The board of directors knows of no other matters that will be presented for consideration at the Annual Meeting. If any other matters are properly brought before the Annual Meeting, the persons appointed in the accompanying proxy intend to vote the shares represented thereby in accordance with their best judgment on such matters, under applicable laws.
Requirements for Stockholder Proposals to be Brought Before the Annual Meeting. Our amended and restated bylaws provide that, for nominations of persons for election to our board of directors or other proposals to be considered at an annual meeting of our stockholders, a stockholder must give written notice to our Corporate Secretary at Eton Pharmaceuticals, Inc., 21925 W. Field Parkway, Suite 235, Deer Park Illinois 60010, not later than the close of business 90 days, nor earlier than the close of business 120 days, prior to the first anniversary of the date of the preceding year’s annual meeting. However, our amended and restated bylaws also provide that in the event the date of the annual meeting is more than 180 days before or more than 120 days after such anniversary date, notice must be delivered not later than the close of business on the later of the 90th day prior to such annual meeting or the 15th day following the day on which public announcement of the date of such meeting is first made.

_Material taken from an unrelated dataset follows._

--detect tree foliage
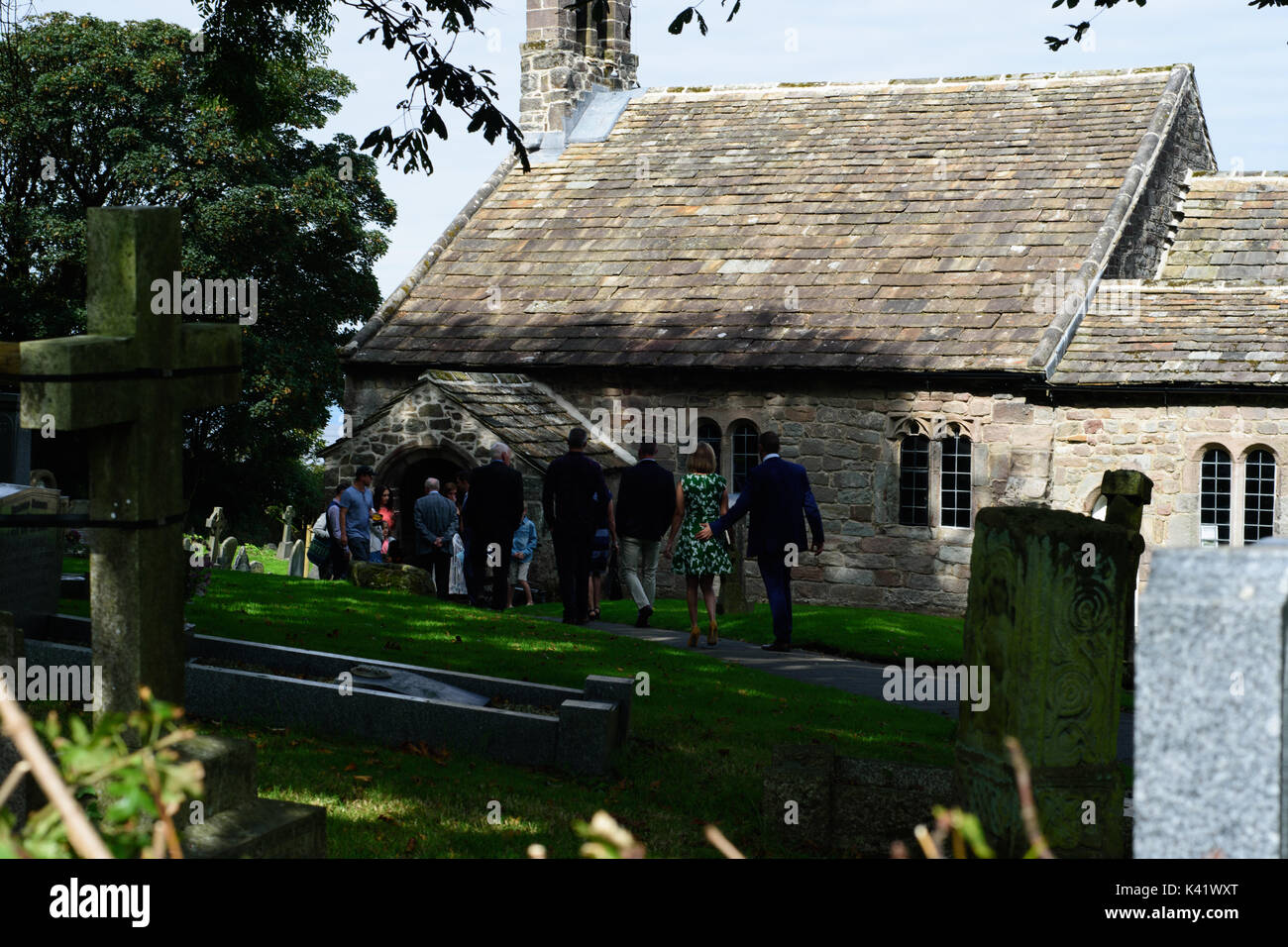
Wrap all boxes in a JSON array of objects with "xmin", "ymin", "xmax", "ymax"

Any nomination must include all information relating to the nominee that is required to be disclosed in solicitations of proxies for election of directors in election contests or is otherwise required under Regulation 14A of the Exchange Act, the person’s written consent to be named in the Proxy Statement and to serve as a director if elected and such information as we might reasonably require to determine the eligibility of the person to serve as a director. As to other business, the notice must include a brief description of the business desired to be brought before the meeting, the reasons for conducting such business at the meeting, and any material interest of such stockholder (and the beneficial owner) in the proposal. The proposal must be a proper subject for stockholder action. In addition, to make a nomination or proposal, the stockholder must be of record at the time the notice is made and must provide certain information regarding itself (and the beneficial owner), including the name and address, as they appear on our books, of the stockholder proposing such business, the number of shares of our capital stock which are, directly or indirectly, owned beneficially or of record by the stockholder proposing such business or its affiliates or associates (as defined in Rule 12b-2 promulgated under the Exchange Act) and certain additional information.

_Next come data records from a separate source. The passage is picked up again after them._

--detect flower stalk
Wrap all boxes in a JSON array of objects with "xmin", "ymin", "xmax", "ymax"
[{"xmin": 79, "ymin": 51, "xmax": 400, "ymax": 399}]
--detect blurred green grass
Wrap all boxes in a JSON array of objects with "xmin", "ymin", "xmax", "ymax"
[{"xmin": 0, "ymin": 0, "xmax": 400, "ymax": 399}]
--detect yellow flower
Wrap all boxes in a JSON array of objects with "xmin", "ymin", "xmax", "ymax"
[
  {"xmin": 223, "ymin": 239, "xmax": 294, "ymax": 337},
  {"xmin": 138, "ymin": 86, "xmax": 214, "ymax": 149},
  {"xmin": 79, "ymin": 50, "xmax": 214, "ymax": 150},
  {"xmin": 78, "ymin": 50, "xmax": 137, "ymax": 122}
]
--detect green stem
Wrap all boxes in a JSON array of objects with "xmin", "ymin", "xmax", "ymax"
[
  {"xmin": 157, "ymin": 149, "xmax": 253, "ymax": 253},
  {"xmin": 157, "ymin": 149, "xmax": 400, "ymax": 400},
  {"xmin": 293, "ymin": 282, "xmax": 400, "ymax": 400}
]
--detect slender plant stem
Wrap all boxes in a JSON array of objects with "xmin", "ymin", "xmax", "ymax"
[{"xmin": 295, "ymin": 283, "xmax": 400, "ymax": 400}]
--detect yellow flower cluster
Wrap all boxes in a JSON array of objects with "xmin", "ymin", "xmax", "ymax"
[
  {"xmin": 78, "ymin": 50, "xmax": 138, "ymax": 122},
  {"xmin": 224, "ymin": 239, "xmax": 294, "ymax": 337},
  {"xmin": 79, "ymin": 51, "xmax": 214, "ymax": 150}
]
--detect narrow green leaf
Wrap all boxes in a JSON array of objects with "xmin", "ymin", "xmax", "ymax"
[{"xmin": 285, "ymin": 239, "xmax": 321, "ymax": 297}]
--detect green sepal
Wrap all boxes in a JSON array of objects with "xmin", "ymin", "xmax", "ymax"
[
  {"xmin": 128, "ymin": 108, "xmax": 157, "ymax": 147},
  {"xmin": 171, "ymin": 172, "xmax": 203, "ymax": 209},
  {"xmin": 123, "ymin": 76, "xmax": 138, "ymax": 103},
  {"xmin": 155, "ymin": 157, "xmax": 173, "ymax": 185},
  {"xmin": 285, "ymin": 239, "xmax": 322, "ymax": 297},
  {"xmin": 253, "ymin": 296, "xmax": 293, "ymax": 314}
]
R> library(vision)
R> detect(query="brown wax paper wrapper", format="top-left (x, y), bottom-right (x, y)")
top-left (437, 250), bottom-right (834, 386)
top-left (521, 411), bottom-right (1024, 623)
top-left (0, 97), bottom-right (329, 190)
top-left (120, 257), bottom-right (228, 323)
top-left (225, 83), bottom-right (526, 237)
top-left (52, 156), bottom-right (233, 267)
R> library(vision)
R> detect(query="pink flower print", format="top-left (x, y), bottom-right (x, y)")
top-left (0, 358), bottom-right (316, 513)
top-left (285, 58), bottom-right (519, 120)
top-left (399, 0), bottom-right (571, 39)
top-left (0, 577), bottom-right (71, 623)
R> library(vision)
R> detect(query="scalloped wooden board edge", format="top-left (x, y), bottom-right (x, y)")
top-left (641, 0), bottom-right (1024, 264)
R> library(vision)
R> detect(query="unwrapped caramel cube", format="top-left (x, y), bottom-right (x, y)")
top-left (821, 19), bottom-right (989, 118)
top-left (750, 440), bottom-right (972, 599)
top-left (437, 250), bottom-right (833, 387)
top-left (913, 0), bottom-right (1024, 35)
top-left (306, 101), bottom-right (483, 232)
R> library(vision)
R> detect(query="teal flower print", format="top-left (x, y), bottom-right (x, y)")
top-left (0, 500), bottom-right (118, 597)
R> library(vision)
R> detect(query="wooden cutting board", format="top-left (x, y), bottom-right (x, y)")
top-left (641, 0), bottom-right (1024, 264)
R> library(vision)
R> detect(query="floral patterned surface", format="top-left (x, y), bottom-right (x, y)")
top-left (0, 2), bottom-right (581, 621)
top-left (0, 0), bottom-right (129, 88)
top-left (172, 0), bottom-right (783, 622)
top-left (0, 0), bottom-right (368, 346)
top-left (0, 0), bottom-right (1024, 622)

For stockholder proposals to be brought before the 2021 Annual Meeting of Stockholders, the required notice must be received by our Corporate Secretary at our headquarters no earlier than February 9, 2021, and no later than March 11, 2021.

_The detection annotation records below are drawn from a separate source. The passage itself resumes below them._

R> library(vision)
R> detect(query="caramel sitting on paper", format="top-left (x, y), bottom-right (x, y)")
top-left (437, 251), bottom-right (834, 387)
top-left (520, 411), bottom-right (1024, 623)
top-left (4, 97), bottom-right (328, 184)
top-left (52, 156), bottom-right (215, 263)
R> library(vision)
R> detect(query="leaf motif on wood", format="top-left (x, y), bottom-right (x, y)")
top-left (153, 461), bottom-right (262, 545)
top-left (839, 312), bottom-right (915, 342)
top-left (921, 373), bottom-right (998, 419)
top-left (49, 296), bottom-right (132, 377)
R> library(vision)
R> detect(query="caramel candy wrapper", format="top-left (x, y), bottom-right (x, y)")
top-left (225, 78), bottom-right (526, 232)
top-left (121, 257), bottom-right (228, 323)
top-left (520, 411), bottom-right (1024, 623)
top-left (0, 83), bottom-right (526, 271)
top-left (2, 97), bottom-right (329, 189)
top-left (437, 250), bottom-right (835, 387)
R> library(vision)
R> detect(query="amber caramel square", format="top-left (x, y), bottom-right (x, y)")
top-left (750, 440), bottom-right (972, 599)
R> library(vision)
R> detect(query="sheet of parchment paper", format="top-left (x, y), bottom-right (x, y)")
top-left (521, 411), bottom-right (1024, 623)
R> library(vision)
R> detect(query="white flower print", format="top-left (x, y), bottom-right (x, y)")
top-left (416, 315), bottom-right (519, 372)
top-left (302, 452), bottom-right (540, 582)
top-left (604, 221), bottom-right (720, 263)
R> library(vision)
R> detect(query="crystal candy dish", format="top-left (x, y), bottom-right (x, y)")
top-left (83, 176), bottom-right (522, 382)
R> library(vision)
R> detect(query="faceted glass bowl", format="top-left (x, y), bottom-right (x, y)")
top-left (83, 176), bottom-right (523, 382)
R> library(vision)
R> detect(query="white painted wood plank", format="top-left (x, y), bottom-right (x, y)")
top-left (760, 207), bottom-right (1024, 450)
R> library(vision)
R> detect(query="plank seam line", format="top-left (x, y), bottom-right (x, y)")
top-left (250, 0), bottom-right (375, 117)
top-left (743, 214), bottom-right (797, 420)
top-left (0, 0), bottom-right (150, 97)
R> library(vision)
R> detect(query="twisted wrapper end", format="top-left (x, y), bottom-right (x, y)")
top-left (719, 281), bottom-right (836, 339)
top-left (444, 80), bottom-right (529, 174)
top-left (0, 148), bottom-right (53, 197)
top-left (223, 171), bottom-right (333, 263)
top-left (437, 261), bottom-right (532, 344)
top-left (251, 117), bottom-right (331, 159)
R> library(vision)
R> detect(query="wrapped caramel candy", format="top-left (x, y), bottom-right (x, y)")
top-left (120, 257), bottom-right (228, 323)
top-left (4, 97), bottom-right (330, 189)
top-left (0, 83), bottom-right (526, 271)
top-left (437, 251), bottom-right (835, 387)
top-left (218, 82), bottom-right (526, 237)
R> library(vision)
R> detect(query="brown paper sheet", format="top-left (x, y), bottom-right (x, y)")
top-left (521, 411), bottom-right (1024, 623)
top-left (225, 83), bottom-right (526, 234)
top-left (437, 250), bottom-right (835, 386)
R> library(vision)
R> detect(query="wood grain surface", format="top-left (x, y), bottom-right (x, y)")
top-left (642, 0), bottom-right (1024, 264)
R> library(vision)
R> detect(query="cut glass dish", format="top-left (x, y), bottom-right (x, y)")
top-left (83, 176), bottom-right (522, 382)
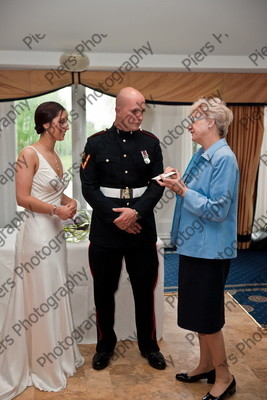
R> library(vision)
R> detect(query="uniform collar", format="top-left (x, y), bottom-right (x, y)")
top-left (113, 124), bottom-right (139, 137)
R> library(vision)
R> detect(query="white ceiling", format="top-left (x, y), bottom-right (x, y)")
top-left (0, 0), bottom-right (267, 72)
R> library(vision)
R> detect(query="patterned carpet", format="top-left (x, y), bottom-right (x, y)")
top-left (164, 250), bottom-right (267, 328)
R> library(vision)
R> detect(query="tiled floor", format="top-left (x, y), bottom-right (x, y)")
top-left (16, 295), bottom-right (267, 400)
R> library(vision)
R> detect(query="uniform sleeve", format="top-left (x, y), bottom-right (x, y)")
top-left (182, 155), bottom-right (238, 222)
top-left (133, 140), bottom-right (164, 216)
top-left (80, 139), bottom-right (118, 225)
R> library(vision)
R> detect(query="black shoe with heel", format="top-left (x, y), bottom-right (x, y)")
top-left (202, 376), bottom-right (236, 400)
top-left (175, 369), bottom-right (215, 383)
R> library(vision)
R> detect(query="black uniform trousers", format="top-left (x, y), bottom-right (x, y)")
top-left (89, 242), bottom-right (159, 353)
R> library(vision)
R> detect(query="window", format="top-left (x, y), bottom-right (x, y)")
top-left (86, 88), bottom-right (116, 136)
top-left (14, 87), bottom-right (72, 197)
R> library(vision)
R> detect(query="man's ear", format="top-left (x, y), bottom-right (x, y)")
top-left (115, 106), bottom-right (121, 115)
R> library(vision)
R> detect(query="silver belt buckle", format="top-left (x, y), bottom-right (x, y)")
top-left (121, 188), bottom-right (133, 199)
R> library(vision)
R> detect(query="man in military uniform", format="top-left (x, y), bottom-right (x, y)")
top-left (81, 87), bottom-right (166, 370)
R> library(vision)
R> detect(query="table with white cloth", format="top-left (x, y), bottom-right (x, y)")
top-left (0, 230), bottom-right (164, 343)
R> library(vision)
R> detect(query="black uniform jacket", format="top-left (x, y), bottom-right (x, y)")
top-left (80, 125), bottom-right (164, 248)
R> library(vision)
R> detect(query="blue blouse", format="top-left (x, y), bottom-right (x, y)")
top-left (171, 138), bottom-right (239, 259)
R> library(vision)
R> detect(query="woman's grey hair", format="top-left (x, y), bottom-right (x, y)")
top-left (190, 97), bottom-right (233, 138)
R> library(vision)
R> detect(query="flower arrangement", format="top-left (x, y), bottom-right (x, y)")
top-left (64, 209), bottom-right (91, 242)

Requirements for Stockholder Proposals to be Considered for Inclusion in the Company’s Proxy Materials. In addition to the requirements stated above, any stockholder who wishes to submit a proposal for inclusion in our proxy materials must comply with Rule 14a-8 promulgated under the Exchange Act. For such proposals to be included in our proxy materials relating to our 2021 annual meeting of stockholders, all applicable requirements of Rule 14a-8 must be satisfied and we must receive such proposals no later than December 31, 2020. Such proposals must be delivered to our Corporate Secretary at Eton Pharmaceuticals, Inc., 21925 W. Field Parkway, Suite 235, Deer Park Illinois 60010.